By: Advanced Laparoscopic Surgeons of Morris, LLC
“Bariatric surgery is emerging as a safe and effective option for managing type 2 diabetes in patients with mild obesity,” says Dr. Alexander Abkin, MD, FACS, Laparoscopic and Bariatric Surgeon and President of Advanced Laparoscopic Surgeons of Morris, LLC, who was not involved in the study. “We are seeing significant improvement or remission of type 2 diabetes in most lower BMI patients. Current evidence suggests that baseline BMI is unrelated to diabetes remission following bariatric and metabolic surgery. The data, which is from a large sample size of patients with type 2 diabetes, shows a modest early morbidity (4%) and low mortality (0.2%) following bariatric surgery in non-severely obese patients. These data are important because most patients with diabetes fall into this BMI category.”

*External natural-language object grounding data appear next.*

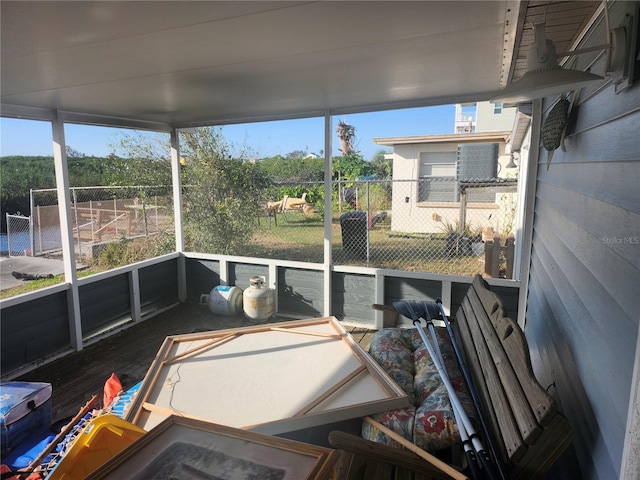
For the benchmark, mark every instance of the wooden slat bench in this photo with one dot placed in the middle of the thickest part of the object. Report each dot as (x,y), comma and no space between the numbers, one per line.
(524,422)
(526,428)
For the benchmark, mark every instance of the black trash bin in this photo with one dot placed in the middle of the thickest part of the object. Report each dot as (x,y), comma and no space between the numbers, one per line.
(354,233)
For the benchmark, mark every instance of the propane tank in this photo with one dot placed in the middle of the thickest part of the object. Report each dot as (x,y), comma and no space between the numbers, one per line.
(225,300)
(258,300)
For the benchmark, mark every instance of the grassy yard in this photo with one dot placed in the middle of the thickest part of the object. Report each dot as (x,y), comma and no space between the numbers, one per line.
(300,238)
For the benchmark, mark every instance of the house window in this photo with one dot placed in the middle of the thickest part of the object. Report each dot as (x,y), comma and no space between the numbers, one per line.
(438,177)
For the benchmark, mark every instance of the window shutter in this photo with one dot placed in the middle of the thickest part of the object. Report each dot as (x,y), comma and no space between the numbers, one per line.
(478,161)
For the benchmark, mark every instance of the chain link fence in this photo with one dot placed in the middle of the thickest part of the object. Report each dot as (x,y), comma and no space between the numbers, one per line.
(435,224)
(18,239)
(99,216)
(438,225)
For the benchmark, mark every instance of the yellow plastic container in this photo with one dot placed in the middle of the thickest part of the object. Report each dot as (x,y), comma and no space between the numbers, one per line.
(104,437)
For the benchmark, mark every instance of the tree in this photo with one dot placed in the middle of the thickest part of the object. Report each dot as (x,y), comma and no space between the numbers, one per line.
(382,166)
(223,195)
(346,134)
(143,160)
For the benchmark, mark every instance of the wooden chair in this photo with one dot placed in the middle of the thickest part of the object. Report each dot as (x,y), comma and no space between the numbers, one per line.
(366,460)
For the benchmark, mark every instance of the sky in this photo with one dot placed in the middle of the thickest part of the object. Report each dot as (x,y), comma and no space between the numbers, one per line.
(265,139)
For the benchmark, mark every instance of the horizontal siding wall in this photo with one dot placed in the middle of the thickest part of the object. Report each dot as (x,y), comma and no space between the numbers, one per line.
(104,302)
(159,285)
(202,277)
(33,330)
(352,297)
(300,292)
(583,307)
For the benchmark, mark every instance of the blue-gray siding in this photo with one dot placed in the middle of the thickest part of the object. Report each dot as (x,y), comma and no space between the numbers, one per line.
(159,284)
(584,306)
(104,302)
(33,330)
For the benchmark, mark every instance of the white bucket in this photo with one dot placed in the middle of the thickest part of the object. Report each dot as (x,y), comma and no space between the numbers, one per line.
(225,300)
(258,300)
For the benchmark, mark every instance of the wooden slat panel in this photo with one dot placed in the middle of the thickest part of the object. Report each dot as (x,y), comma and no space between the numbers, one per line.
(383,453)
(555,438)
(514,393)
(517,352)
(489,386)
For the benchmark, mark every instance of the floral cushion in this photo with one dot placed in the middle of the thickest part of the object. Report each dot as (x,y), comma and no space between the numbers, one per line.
(428,421)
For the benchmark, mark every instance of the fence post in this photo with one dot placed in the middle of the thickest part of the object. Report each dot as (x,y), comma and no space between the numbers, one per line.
(75,214)
(368,219)
(8,236)
(32,239)
(492,256)
(93,234)
(509,253)
(39,219)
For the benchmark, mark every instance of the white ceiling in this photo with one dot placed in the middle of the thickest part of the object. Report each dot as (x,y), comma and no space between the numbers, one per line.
(184,63)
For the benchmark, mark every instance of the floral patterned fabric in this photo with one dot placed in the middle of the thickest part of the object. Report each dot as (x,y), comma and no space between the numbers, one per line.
(428,421)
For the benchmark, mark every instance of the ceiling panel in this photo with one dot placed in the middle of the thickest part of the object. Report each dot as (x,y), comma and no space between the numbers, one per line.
(187,63)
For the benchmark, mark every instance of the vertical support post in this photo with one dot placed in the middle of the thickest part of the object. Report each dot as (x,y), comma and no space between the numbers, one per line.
(378,298)
(526,242)
(328,253)
(40,230)
(273,284)
(115,216)
(66,233)
(445,296)
(77,219)
(134,295)
(368,219)
(32,239)
(177,213)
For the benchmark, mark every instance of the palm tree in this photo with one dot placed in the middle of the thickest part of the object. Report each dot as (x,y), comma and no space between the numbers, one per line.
(346,134)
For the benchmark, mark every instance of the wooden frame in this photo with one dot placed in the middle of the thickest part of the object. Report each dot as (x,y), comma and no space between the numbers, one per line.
(181,447)
(273,378)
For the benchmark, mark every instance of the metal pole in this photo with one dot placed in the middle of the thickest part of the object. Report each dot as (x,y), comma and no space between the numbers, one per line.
(368,219)
(472,390)
(75,211)
(32,240)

According to guidelines from the National Institutes of Health (NIH), a person is overweight if their BMI is between 25 and 30, and considered to have obesity, if their BMI is 30 or more. Severe obesity begins at a BMI of 35 kg/m2. The NIH guidelines, which have not been updated since 1991, consider surgery an option only for people with a BMI of 35 or more with one or more obesity-related conditions such as diabetes or a BMI of 40.
Dr. Abkin says that over the last quarter century, however, the field of bariatric surgery has significantly evolved with introduction of new less invasive surgical approaches (e.g. laparoscopic surgery) and surgical procedures (e.g. sleeve gastrectomy)

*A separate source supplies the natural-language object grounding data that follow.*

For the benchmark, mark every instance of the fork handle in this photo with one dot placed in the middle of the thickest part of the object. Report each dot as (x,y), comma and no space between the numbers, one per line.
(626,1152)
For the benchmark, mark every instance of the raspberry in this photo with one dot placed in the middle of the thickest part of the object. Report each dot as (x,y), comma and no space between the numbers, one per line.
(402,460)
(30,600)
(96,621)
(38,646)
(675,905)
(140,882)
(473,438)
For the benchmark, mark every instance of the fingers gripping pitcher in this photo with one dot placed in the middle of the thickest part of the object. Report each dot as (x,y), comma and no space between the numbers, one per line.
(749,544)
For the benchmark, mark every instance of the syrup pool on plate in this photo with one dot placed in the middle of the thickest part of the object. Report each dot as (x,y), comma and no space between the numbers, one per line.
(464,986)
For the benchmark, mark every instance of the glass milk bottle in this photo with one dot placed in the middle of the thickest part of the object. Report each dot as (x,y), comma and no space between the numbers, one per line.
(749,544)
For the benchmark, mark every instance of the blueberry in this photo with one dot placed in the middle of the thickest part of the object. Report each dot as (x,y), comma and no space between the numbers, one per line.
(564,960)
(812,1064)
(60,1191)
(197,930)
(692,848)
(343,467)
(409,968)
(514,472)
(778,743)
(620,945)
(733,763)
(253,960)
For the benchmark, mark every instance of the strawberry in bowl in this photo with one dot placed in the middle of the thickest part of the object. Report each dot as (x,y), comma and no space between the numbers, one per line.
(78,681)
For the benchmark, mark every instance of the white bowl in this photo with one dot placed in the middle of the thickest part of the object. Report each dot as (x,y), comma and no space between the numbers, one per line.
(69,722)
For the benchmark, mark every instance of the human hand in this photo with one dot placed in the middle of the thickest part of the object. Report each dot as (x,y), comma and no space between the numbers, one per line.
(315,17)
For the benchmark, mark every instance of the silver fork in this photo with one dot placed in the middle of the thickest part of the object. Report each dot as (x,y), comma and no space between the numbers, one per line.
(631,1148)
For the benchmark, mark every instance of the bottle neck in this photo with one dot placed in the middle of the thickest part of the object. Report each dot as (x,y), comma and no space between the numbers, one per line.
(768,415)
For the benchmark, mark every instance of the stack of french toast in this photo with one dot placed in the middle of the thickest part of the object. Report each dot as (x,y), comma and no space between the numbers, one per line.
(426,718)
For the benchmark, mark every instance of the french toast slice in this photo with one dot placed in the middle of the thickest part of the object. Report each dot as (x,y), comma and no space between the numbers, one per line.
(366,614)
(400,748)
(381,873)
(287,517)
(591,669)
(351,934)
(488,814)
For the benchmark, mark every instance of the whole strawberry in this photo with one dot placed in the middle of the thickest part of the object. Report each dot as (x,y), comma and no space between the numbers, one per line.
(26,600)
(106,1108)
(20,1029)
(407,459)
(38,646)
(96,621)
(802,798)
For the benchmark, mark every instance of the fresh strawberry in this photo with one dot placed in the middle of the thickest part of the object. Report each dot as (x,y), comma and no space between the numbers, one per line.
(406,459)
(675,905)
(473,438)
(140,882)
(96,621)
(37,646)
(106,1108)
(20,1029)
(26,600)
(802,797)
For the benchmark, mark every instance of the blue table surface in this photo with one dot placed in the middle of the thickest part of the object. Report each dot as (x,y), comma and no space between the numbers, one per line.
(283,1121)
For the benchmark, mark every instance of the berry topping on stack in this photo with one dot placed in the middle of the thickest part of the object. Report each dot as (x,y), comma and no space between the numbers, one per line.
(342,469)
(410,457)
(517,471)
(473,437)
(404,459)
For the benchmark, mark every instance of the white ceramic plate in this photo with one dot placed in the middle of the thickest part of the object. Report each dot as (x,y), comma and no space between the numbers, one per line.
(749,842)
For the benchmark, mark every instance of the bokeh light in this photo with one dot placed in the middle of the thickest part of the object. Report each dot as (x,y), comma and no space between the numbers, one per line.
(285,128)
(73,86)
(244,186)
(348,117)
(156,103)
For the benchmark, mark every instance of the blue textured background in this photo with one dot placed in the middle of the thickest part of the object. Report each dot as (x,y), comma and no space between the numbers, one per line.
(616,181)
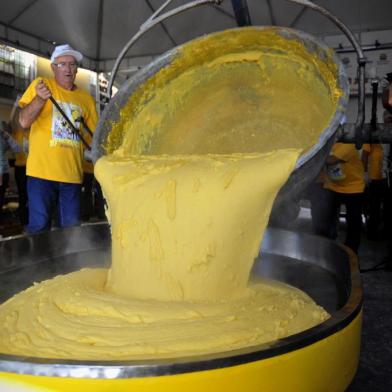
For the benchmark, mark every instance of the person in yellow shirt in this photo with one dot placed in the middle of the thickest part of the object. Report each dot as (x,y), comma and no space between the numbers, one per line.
(374,158)
(54,164)
(345,184)
(22,138)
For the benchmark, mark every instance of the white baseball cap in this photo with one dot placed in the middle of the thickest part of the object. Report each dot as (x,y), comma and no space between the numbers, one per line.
(66,50)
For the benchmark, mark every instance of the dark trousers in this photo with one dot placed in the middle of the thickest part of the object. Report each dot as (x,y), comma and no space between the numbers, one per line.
(21,185)
(44,196)
(329,217)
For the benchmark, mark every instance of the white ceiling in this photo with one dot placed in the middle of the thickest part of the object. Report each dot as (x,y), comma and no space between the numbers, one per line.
(101,28)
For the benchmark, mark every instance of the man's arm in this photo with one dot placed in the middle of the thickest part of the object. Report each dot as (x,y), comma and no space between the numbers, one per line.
(30,112)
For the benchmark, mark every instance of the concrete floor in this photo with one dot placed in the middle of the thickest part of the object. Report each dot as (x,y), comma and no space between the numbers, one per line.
(375,365)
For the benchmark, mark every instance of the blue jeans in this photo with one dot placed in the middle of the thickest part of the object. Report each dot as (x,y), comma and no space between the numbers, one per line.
(45,196)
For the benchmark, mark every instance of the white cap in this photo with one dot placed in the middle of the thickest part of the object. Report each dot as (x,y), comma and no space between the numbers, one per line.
(66,50)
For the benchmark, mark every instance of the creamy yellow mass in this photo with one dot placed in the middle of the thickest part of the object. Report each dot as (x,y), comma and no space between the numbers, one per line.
(192,170)
(185,230)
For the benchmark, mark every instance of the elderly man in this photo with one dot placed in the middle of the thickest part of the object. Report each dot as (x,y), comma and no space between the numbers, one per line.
(54,164)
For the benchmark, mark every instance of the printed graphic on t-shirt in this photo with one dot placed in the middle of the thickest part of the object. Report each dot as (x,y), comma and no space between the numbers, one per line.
(62,132)
(335,172)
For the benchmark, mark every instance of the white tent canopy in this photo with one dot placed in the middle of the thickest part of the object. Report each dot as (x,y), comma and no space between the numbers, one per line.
(101,28)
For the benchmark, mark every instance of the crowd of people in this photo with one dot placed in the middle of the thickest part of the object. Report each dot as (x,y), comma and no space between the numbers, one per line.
(49,135)
(361,182)
(55,182)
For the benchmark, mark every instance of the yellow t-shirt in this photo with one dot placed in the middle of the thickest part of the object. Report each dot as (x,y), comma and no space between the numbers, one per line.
(375,160)
(55,152)
(21,136)
(346,176)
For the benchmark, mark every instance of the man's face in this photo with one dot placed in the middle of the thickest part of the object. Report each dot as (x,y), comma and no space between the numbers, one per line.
(65,69)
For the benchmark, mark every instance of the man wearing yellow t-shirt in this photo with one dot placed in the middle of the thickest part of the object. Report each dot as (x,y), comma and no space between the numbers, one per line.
(54,164)
(375,161)
(345,184)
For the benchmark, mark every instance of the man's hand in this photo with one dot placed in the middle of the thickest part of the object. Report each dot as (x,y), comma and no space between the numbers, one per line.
(42,90)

The study showed bariatric and metabolic surgery had a high degree of safety in lower BMI patients. The operations included gastric bypass (57%), gastric banding (23%), sleeve gastrectomy (19%) and duodenal switch (1%). The 30-day postoperative mortality rate was 0.2 percent and the cumulative rate of 16 postoperative adverse events was 4 percent. The procedures were generally two hours in length and patients were discharged from the hospital within two days.
“A two-hour operation and a two-day hospital stay has the potential to resolve or improve what is a chronic, progressive and dangerous disease,” said Alexander Abkin, MD, FACS. “The risk-benefit profile that has emerged for bariatric surgery in people with type 2 diabetes and low BMIs is very favorable and should be considered as a treatment option in carefully selected patients.”
Last year, Cleveland Clinic researchers presented a study that found the 30-day complication rate associated with metabolic surgery, specifically gastric bypass in patients with type 2 diabetes and BMIs of 35 or more, was 3.4 percent, about the same rate as laparoscopic cholecystectomy (gallbladder surgery) and hysterectomy. Hospital stays and readmission rates were similar to laparoscopic appendectomy. The month-long mortality rate for metabolic or diabetes surgery was 0.3 percent, about that of total knee replacement, and about one-tenth the risk of death after cardiovascular surgery (Published in the Diabetes, Obesity & Metabolism journal 2015; 17(2):198-201)
Previous studies have shown that metabolic and bariatric surgery improves type 2 diabetes in nearly 90 percent of patients and diabetes goes into remission in up to 50 percent.